Management of Atypical Endometrial Hyperplasia and Endometrial Carcinoma Using Megestrol Acetate

NYU Langone Health

Status and phase

Completed

Phase 2

Conditions

Endometrial Carcinoma

Atypical Endometrial Hyperplasia

Treatments

Drug: Megestrol Acetate

Study type

Interventional

Funder types

Other

Identifiers

NCT00483327

06-685

Details and patient eligibility

About

The purpose of this trial is to study the efficacy, toxicity, and tolerability of a standard hormonal regimen of Megestrol Acetate (Megace) in the treatment of Atypical Endometrial Hyperplasia or well to moderately differentiated endometrial carcinoma.

Full description

The trial's objectives are to study the efficacy, defined as complete pathologic resolution of disease, of a standard hormonal regimen with the progestin Megace for the treatment of atypical endometrial hyperplasia or well or moderately differentiated endometrial carcinoma in women desiring conservative medical management of these conditions in the Women's Cancer Program at the NYU School of Medicine and at the Bellevue Gynecologic Oncology clinics.

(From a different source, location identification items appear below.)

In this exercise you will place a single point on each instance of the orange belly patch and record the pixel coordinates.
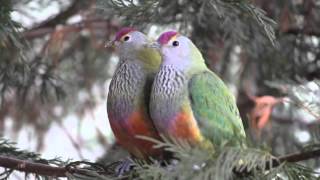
(184, 126)
(126, 131)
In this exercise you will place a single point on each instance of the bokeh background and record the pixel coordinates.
(55, 70)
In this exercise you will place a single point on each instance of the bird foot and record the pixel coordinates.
(125, 166)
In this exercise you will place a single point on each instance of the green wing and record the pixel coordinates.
(215, 109)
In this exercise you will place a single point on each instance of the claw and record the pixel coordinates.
(124, 167)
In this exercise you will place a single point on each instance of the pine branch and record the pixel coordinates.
(31, 167)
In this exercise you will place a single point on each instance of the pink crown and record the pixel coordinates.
(166, 36)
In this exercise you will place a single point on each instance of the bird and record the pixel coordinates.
(190, 102)
(129, 93)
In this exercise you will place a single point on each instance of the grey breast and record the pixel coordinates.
(169, 89)
(125, 88)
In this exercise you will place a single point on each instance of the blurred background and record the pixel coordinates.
(55, 70)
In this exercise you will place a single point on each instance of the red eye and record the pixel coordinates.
(126, 38)
(175, 43)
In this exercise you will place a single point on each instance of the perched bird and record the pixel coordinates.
(188, 101)
(129, 93)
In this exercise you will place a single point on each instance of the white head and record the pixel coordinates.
(178, 50)
(127, 41)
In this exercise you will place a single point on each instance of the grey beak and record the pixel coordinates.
(109, 44)
(154, 45)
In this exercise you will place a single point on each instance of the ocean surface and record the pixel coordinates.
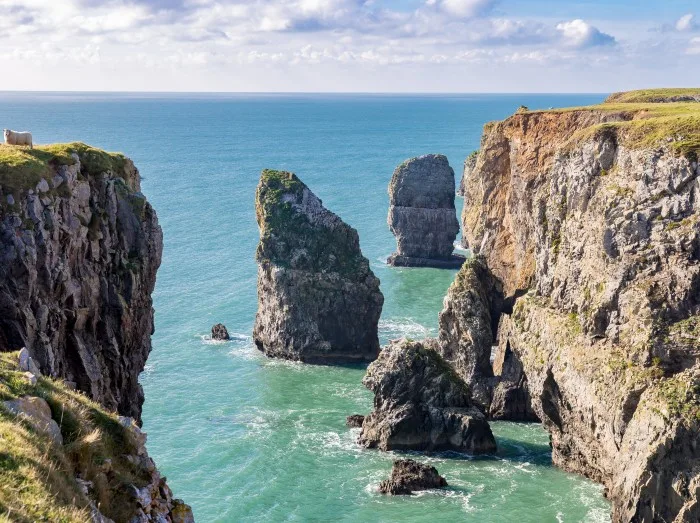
(244, 438)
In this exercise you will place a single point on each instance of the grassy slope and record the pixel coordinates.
(23, 168)
(644, 125)
(37, 480)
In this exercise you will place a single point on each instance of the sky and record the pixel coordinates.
(454, 46)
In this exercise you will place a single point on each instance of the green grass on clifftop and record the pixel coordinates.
(37, 479)
(23, 168)
(641, 124)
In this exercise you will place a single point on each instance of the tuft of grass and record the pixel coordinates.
(23, 168)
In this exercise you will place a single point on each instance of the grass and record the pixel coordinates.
(23, 168)
(37, 480)
(645, 124)
(652, 95)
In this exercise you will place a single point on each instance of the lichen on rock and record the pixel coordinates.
(318, 299)
(422, 213)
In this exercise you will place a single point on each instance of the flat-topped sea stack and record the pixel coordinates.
(421, 404)
(422, 213)
(318, 300)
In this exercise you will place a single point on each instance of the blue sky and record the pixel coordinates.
(349, 45)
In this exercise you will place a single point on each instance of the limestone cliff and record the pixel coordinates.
(589, 219)
(79, 250)
(318, 300)
(422, 213)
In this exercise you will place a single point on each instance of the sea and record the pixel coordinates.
(245, 438)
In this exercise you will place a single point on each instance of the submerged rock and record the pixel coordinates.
(355, 420)
(422, 213)
(219, 332)
(421, 404)
(408, 475)
(318, 300)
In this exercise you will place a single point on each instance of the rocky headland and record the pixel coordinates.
(318, 300)
(421, 404)
(587, 219)
(79, 251)
(422, 213)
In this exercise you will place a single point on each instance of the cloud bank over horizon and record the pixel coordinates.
(344, 45)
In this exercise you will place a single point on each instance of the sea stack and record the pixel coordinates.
(318, 300)
(422, 213)
(421, 404)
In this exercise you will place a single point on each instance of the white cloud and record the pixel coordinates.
(686, 23)
(580, 35)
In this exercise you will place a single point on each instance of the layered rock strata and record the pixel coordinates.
(318, 300)
(469, 165)
(421, 404)
(589, 219)
(79, 250)
(408, 475)
(422, 213)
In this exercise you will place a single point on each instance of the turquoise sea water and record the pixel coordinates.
(244, 438)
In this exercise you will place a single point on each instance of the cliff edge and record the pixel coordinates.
(589, 219)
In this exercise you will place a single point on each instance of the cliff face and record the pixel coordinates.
(589, 218)
(422, 213)
(318, 300)
(79, 250)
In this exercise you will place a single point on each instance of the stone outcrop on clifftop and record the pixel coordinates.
(589, 219)
(422, 213)
(318, 300)
(421, 404)
(79, 250)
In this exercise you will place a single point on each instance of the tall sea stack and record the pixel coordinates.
(422, 213)
(318, 300)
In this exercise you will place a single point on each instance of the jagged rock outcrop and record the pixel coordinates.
(469, 323)
(469, 165)
(589, 218)
(79, 250)
(422, 213)
(318, 300)
(219, 332)
(408, 475)
(421, 404)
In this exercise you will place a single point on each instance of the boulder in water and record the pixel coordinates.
(408, 475)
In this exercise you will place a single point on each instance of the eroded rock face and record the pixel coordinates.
(79, 252)
(422, 213)
(421, 404)
(318, 300)
(408, 475)
(596, 239)
(469, 165)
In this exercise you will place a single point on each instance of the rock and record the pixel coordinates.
(594, 235)
(318, 300)
(26, 363)
(408, 475)
(76, 284)
(421, 404)
(469, 165)
(38, 414)
(422, 213)
(355, 420)
(181, 513)
(219, 332)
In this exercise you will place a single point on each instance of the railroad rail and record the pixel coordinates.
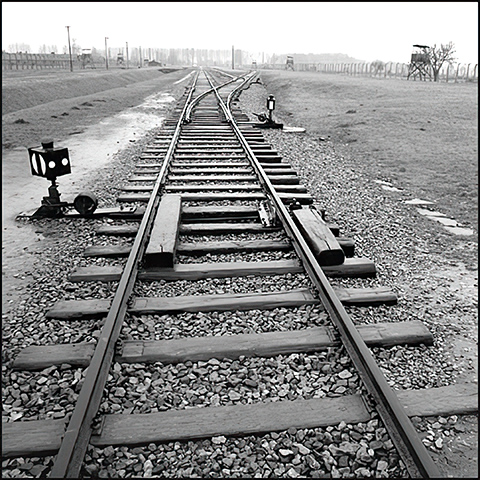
(191, 184)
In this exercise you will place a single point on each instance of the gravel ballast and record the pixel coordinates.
(407, 257)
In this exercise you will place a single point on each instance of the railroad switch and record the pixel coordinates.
(51, 162)
(267, 119)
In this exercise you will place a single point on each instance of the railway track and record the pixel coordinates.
(216, 208)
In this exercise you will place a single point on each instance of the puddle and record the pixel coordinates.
(293, 129)
(392, 189)
(388, 186)
(450, 224)
(90, 150)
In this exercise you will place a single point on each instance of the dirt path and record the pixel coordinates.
(93, 134)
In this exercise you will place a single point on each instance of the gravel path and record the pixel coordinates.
(408, 258)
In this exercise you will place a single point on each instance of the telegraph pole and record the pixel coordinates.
(70, 49)
(106, 53)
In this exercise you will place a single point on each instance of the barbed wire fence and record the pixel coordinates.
(459, 72)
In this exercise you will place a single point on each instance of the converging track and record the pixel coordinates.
(215, 203)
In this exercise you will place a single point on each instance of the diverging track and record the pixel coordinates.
(195, 323)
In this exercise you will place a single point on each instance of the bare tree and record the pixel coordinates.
(439, 55)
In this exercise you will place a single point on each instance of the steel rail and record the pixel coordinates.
(414, 454)
(72, 450)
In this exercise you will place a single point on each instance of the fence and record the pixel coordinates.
(449, 73)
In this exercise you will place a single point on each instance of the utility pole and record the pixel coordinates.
(106, 53)
(70, 49)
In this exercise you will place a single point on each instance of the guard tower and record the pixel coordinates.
(289, 63)
(420, 63)
(86, 58)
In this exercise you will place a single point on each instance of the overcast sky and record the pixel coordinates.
(364, 30)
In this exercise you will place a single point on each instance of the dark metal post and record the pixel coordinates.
(106, 53)
(70, 49)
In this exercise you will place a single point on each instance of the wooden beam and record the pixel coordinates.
(68, 309)
(217, 188)
(38, 357)
(267, 344)
(197, 248)
(42, 437)
(162, 243)
(197, 271)
(225, 346)
(362, 297)
(319, 237)
(352, 267)
(221, 228)
(248, 419)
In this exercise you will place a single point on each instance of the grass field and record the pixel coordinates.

The major endpoint is pathologic complete response (pCR). For the purposes of this study, patients will be reevaluated for response every 12 weeks until complete response. Response will be assessed within 4 weeks of completion of 12 weeks of Megace, by endometrial biopsy or dilation and curettage (D&C)/hysteroscopy. An endometrial biopsy is sufficient to document progressive, stable disease or partial response. A D&C is necessary to confirm complete response.

Patients whose disease has completely responded will discontinue treatment and be encouraged to pursue fertility. Those not desiring immediate fertility will be placed on low dose oral contraceptive pills for at least 6 months. Patients who have had either a partial response or stable disease will be recounseled and offered continued medical management or surgical therapy. Patients whose disease has progressed will be offered definitive surgical management. Those patients declining surgery will still be followed on study.

Enrollment

31 patients

Sex

Female

Ages

18+ years old

Volunteers

No Healthy Volunteers

Inclusion criteria

Women with a diagnosis of atypical endometrial hyperplasia or G1 or G2 endometrial carcinoma confirmed by an New York University (NYU) pathologist desiring medical management will be eligible. The diagnosis may be obtained either by endometrial biopsy or D&C. If diagnosis has been made outside of NYU, slides must be available for review.
Age > = 18 years.
Life expectancy of greater than 12 months.
Gynecologic Oncology Group (GOG) performance status score of 0, 1 or 2
Patients must have normal organ and marrow function as defined below:
- leukocytes > = 3,000/mcL
- platelets > = 100,000/mcL
- total bilirubin within normal institutional limits
- AST(SGOT)/ALT(SGPT) no greater than 2.5 X institutional upper limit of Normal
- glucose < 200 mg/dl
- creatinine within normal institutional limits OR
- creatinine clearance > = 60 mL/min/1.73 m2 for patients with creatinine levels above institutional normal
Eligibility of patients receiving any medications or substances known to affect or with the potential to affect the activity or pharmacokinetics of Megace will be determined following review of their case by the Principal Investigator.
The effects of Megace on the developing human fetus at the recommended therapeutic dose are unknown. For this reason and because Megace is known to be teratogenic, women of child-bearing potential and men must agree to use adequate contraception (hormonal or barrier method of birth control; abstinence) prior to study entry and for the duration of study participation. Should a woman become pregnant or suspect she is pregnant while participating in this study, she should inform her treating physician immediately.
Ability to understand and the willingness to sign a written informed consent document.

Exclusion criteria

Patients with a histological diagnosis of clear cell, papillary serous or poorly differentiated (G3) endometrial carcinoma.
Patients with cancer have an MRI showing evidence of extrauterine spread or myometrial invasion.
Presence of US findings suspicious for ovarian malignancy, unclear endometrial primary or recurrent endometrial cancer.
Patients receiving other investigational agents.
Patients with a history of a previous thrombotic event, known thrombophilic condition or poorly controlled diabetes.
Patients with a history of breast cancer or other hormonally responsive malignancy.
Uncontrolled intercurrent illness including, but not limited to, ongoing or active infection, symptomatic congestive heart failure, unstable angina pectoris, cardiac arrhythmia, or psychiatric illness/social situations that would limit compliance with study requirements.
Pregnant women are excluded from this study because Megace has the potential for teratogenic or abortifacient effects. Because there is an unknown but potential risk for adverse events in nursing infants secondary to treatment of the mother with Megace, breastfeeding should be discontinued if the mother is treated with Megace.